Never shot one before and am hesitant on the 'what do you do after you find it lying dead' step.


----------



## Adios Pantalones (Sep 9, 2008)

Field dressing: http://www.michigandnr.com/publications/pdfs/huntingwildlifehabitat/deer_field-dressing.pdf

You can find videos of it on youtube as well.  I field dressed and butchered the first deer I got by myself and it was really no big deal as long as you know how to sharpen a knife, you aren't squeamish, and you don't mind not knowing what most of the cuts of meat are called.  I had some labeled things like "left butt cheek".  I just mostly took out whole muscles.  remember the tenderlois are INSIDE the rib cage near the backbone and are absolutely the best meat on the critter.  My wife was hesitant on deer until I made some up for her- her eyes lit up "when are you going to FILL that freezer?"  LOL


----------



## Hogwildz (Sep 9, 2008)

Helped my neighbor make about 200 lbs of kielbasa last year. Made some with jalapeno peppers dices and mixed in, other with cheddar cheese chunks mixed in.
I think the mix was about 40% pork to 60% venison. Was good, but just a tad too dry for me. Being polish and living in  a area that has a big kielbasa festival every year, I have become very particular.
Hillshire farms??? Gag, I like the real stuff.


----------



## d.n.f. (Sep 9, 2008)

Wow this internet stuff is amazing, I thought it was just a fad.
Thanks for that link.
Seriously, never even considered looking for a you tube vid on the subject.  Will search for it.

I have taken a number of animals down to bones (Himalyan goat, lizard, sheep) back in my U days.  But I was trying to get the bones, not the meat.

Just hear stories about make sure you don't do this, and that.  Would be nice to have someone do it while I watched kinda thing but that ain't going to happen.


cheers


----------



## burntime (Sep 9, 2008)

What parts are best...the eatin ones  We use a few knives and a sawsall.  Do all our own butchering.  The backstraps and tenderloins are the best but there is nothing wrong with a good roast  We get as much of the fat off as possible because that is where the gamie taste comes from, the rest goes in the grinder and freezer vacuum packed.  Sometimes they were running arround 5 hours earlier...now that is kinda morbid.  My 3 year old sees deer and says yummy, boy am I proud of that little guy!  We may actually start to do some reading so we know how to cut the steaks one day!


----------



## burntime (Sep 9, 2008)

Forgot to add, some of you may find this amusing...we go to Kentucky to deer hunt as well as Wisconsin, we say that it is Kentucky or Wisconsin beef, and if someone asks what we mean we tell them it is eather 44 tender (44 mag pistol) or 6.8 tender (6.8spc ar-15).  You can insert the caliber of your choice!


----------



## wahoowad (Sep 9, 2008)

OK, thanks!

tenderloin
backstrap
front shoulders for roasts

What about rear leg quarters? I think I roasted one of those and it came out OK.

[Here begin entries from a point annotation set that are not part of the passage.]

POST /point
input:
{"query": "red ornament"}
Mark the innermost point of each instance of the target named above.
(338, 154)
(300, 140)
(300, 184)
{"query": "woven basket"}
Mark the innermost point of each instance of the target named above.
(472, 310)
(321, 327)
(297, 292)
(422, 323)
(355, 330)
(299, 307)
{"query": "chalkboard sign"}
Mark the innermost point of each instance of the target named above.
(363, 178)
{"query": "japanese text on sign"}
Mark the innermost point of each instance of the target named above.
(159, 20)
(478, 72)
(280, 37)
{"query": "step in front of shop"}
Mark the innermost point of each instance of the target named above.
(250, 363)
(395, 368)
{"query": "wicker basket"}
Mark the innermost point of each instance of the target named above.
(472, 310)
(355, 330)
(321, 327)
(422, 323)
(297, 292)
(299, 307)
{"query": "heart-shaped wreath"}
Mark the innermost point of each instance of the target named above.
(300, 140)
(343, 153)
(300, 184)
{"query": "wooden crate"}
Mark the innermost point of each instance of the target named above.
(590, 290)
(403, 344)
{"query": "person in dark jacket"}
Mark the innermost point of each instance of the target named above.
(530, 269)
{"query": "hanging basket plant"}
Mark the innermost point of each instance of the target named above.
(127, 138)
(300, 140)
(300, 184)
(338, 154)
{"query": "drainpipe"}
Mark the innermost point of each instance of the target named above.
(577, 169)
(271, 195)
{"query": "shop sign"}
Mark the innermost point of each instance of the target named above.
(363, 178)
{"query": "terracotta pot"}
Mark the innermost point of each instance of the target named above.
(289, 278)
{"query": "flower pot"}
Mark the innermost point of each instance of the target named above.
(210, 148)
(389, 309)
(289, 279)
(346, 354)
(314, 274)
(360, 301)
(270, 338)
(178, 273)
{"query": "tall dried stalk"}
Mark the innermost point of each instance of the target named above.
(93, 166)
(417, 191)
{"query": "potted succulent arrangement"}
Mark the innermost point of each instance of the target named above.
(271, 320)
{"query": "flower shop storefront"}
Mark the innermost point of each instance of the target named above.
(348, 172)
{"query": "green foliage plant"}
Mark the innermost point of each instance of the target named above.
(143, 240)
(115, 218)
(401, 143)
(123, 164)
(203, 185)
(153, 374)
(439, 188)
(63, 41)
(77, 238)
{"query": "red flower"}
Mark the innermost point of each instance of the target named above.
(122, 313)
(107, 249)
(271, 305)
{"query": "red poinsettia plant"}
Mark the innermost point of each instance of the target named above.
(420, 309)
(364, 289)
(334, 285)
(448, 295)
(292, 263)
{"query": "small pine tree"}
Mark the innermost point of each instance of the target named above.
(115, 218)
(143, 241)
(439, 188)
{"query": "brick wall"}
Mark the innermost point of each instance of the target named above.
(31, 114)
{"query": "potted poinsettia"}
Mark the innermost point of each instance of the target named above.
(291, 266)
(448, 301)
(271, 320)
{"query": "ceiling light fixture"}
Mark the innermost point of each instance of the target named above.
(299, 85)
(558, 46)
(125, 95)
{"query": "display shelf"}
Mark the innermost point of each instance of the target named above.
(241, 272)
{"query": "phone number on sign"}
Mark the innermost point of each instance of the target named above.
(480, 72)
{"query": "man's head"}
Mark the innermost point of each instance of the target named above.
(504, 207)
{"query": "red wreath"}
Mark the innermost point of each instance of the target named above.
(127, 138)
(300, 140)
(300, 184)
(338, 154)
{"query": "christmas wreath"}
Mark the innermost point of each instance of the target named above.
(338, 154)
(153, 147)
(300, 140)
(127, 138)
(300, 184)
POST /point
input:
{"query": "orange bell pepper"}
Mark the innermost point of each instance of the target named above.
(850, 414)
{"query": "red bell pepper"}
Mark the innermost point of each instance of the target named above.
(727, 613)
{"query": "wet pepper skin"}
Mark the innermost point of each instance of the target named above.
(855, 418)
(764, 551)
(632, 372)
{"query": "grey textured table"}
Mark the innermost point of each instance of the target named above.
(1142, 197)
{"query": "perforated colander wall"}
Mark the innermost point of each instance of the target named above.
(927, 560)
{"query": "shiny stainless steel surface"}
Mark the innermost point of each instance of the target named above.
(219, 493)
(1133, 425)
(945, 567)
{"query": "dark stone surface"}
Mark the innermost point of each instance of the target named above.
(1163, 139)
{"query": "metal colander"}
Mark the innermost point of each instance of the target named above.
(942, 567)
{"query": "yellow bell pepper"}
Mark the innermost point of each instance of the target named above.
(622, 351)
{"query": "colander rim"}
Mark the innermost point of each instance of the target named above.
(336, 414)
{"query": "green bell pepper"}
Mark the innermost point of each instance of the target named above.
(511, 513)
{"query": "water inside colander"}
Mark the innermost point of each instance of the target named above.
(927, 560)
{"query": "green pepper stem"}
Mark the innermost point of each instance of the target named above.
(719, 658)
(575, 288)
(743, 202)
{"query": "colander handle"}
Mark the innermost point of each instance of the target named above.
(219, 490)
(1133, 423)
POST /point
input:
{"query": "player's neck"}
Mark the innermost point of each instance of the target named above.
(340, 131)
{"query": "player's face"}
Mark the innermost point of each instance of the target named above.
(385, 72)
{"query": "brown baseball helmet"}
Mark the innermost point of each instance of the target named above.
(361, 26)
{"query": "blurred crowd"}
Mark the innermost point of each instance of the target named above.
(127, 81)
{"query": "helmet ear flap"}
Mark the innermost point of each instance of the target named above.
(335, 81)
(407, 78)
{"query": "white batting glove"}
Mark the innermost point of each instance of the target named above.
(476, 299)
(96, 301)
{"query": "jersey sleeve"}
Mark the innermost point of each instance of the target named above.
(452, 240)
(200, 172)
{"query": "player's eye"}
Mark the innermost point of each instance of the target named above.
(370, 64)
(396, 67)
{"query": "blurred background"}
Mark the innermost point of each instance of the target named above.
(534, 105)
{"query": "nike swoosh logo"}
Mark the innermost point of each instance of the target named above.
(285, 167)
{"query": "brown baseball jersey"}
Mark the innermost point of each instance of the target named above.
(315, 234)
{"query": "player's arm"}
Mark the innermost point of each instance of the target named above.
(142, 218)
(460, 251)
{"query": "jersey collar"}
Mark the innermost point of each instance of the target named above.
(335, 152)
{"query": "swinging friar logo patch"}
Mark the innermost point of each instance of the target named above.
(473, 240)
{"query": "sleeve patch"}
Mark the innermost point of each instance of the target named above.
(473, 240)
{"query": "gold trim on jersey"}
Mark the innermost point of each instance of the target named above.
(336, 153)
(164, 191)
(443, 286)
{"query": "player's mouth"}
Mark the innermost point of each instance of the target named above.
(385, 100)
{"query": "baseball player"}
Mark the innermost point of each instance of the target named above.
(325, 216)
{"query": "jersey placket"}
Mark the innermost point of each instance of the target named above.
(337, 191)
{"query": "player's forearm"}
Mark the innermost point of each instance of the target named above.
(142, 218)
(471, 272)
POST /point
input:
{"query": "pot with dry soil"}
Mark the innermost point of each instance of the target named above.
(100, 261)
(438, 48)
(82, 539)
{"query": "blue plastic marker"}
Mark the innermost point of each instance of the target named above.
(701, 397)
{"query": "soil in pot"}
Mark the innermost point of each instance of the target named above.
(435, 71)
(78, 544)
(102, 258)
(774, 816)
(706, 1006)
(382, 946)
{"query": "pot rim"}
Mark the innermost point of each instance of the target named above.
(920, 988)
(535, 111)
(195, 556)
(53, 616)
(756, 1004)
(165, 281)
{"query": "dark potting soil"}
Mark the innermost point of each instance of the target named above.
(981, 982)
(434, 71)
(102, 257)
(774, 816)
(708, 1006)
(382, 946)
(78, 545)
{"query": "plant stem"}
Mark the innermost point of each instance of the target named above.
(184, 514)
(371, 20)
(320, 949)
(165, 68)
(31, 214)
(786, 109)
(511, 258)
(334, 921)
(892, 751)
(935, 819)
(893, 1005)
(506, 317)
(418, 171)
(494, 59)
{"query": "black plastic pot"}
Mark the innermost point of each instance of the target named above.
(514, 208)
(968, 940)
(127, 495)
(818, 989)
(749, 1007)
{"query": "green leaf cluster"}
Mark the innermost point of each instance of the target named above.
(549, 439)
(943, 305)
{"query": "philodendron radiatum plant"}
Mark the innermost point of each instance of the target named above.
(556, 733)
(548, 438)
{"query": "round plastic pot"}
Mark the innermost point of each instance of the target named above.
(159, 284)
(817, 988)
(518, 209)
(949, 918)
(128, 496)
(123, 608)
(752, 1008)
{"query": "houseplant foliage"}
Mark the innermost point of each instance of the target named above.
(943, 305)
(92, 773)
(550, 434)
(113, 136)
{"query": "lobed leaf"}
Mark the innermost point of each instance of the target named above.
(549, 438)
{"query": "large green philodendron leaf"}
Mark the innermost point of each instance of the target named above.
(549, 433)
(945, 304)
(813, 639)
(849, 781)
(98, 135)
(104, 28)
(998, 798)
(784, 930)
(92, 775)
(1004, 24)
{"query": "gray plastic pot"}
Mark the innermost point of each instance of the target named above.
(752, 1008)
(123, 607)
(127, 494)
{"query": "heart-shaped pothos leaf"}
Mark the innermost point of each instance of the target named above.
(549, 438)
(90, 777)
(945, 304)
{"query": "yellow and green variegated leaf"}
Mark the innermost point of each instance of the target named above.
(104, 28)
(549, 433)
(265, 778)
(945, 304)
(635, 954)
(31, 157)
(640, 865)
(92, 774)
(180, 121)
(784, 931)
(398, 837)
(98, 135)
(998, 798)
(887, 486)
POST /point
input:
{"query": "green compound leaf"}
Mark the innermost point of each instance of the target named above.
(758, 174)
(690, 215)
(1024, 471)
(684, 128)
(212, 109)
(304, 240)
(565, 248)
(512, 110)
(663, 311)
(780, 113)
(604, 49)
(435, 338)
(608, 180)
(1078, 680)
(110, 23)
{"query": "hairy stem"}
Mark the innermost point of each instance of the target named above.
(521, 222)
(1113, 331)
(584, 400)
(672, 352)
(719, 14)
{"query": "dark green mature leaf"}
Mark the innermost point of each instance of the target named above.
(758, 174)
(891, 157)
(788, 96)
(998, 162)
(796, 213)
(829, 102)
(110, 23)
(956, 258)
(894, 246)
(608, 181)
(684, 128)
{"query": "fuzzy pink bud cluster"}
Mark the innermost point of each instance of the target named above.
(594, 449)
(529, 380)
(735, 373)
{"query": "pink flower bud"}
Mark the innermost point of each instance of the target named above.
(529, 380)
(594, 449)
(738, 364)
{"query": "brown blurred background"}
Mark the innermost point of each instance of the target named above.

Deer processing is $60 here. I see them in my yard early in the morning before work, or late in the day. Either way I'm lazy and would prefer to shoot with my crossbow, throw in truck and pay someone $60 to do all the work.


----------



## burntime (Sep 9, 2008)

You are thinking of 1, we have 5 in our hunting party and can bag 2 each...volume is bigger!


----------



## Adios Pantalones (Sep 9, 2008)

Eat it all.  Any tougher cuts- have made into sausage or jerky, burgers, or save for chili and stew.

And of course there's hats of meat

I know this is pest control, but don't waste it if you can avoid it!  If I lived closer I'd say "give me the rest"


----------



## Jags (Sep 9, 2008)

Oh yeah, the hats of meats.

The last 2 that I butchered (other than straps and loins) was turned into jerky if whole muscle or burger.   MMmmm venison sketti.  I was doing 60 pound batches of venison jerky at a time.  Man does that go through a deer in a hurry.


----------



## ScottF (Sep 9, 2008)

> Which parts of deer are the best to keep?



Id say the feet,  you can nail them to a board and turn them pointing up at a 90 degree angle and they make a great coat or hat hook.  Looks great in a cabin.  

Actually the meat is excellent also .  Very tasty.    

NOTE:  I am a member of P E T A

 People who like to Eat Tasty Animals


----------



## Highbeam (Sep 9, 2008)

I agree that the only good eating parts that you should eat plain are the tenderloins which are inside the gut cavity up against the spine just on the butt side of the rib cage and the back straps, aka new york steak or loins, which are on the top of the deer under the fur on either side of the spine. The tenderloins and the backstraps are the two lobes of the traditional T-bone steak, aka porterhouse.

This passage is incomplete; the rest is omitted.